Emotionally Resonant. People respond to messages that connect emotionally and feel relevant. Consider the difference between a training titled "Annual Cybersecurity Training Overview" and one called "How to Spot Scams and Protect Sensitive Information." The second emphasizes action and outcomes. It immediately answers the question every employee asks: Why should I care?

Easy to Skim. Content should be easy to skim, with clear hierarchy, thoughtful formatting, and strategic use of bullets, visuals, and spacing. The easier the information is to consume, the more likely employees are to remember it.

These principles may come from marketing, but they are equally valuable in training. Additionally, rather than relying on traditional classroom training alone, organizations should use approaches that help employees stay engaged, retain information, and put their learning into practice.

Using AI to Make Training More Engaging

Leveraging gamification is another way to make learning more interactive. An example of this is conducting monthly phishing simulations. Employees who correctly identify and report suspicious emails can earn points that accumulate toward recognition or rewards. Over time, this creates positive reinforcement and turns cybersecurity awareness into a continuing activity.

Artificial intelligence makes these exercises even more valuable. Instead of sending the same generic phishing email to every employee, AI can help trainers generate realistic scenarios tailored to specific roles. A procurement employee might receive a fake vendor invoice. An executive could receive a spoofed message that appears to come from a board member. New hires and experienced employees can receive different scenarios based on their responsibilities and risk profiles.

This level of personalization matters because attackers are already doing it. Cybercriminals are using AI to create increasingly convincing messages that mirror real business communications. An estimated 3.4 billion phishing emails reach inboxes every day, and approximately 82.6% are now AI-generated. If threat actors are becoming more sophisticated, cybersecurity training must evolve at the same pace.

Leveraging AI and Video for Microlearning

The problem is that this evolution is near impossible to accomplish in an annual seminar. New phishing emails happen every hour.
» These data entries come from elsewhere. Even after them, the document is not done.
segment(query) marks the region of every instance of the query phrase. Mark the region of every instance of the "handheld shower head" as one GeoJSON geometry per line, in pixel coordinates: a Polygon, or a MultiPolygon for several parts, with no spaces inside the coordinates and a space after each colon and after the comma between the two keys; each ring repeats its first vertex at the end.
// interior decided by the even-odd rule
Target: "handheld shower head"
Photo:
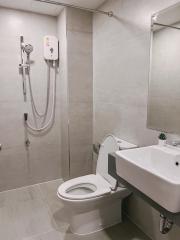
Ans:
{"type": "Polygon", "coordinates": [[[33,46],[31,44],[25,44],[24,51],[27,53],[27,55],[30,55],[30,53],[33,51],[33,46]]]}

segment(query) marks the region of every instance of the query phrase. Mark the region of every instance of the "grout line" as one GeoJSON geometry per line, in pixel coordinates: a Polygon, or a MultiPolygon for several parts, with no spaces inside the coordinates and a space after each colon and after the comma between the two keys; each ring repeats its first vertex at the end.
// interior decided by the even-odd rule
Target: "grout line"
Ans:
{"type": "Polygon", "coordinates": [[[52,232],[53,230],[49,230],[49,231],[47,231],[47,232],[42,232],[42,233],[39,233],[39,234],[34,234],[34,235],[31,235],[31,236],[29,236],[29,237],[24,237],[22,240],[33,240],[33,238],[35,238],[35,237],[39,237],[39,236],[41,236],[41,235],[44,235],[44,234],[47,234],[47,233],[50,233],[50,232],[52,232]]]}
Instead, organizations should embrace microlearning, the practice of delivering information in short, focused, and easily digestible formats. Rather than asking employees to sit through a singular lengthy training session where unique phishing tips might be lost on them by the end, organizations can provide quick learning moments for new individual scams or threat tactics as they happen and reinforce critical concepts. Historically, this would take too much time and bandwidth of a training team (which typically is not large even in a large company). But AI tools are making it easier now.
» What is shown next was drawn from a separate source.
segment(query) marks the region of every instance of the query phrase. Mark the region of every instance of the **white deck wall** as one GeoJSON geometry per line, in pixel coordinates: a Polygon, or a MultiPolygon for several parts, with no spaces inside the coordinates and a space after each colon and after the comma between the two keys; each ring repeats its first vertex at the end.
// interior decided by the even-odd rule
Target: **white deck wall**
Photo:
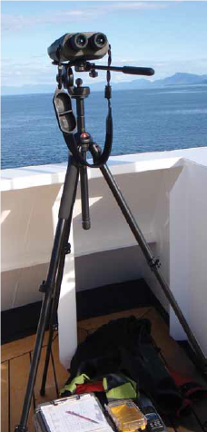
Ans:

For example, to make short, quick videos, one approach is to use Camtasia Snagit's step-capture functionality to document a singular process by automatically capturing images of each step. Those images can then be imported into Camtasia.ai and transformed into a short instructional video complete with AI-generated narration and transcription. There are other technologies and means of doing this that help trainers create professional learning content that is easy to update and distribute.

It becomes a lighter lift and the training is more timely, more relevant, and more likely to be consumed by busy employees.

Cyber threats are becoming more sophisticated, personalized, and difficult to detect. As AI continues to reshape the threat landscape, cybersecurity training must evolve as well. Insurance organizations need to evolve training programs from what's mandatory to a continuous, engaging, and tailored approach to the realities employees face every day. That means leveraging AI, embracing microlearning, incorporating gamification, and adopting the communication techniques that marketers have used successfully for years.

The goal is still to make training clear, but it is also to make it memorable. In an industry where one click can lead to a significant breach, creating training that employees actually remember may be one of the most important security investments an insurer can make.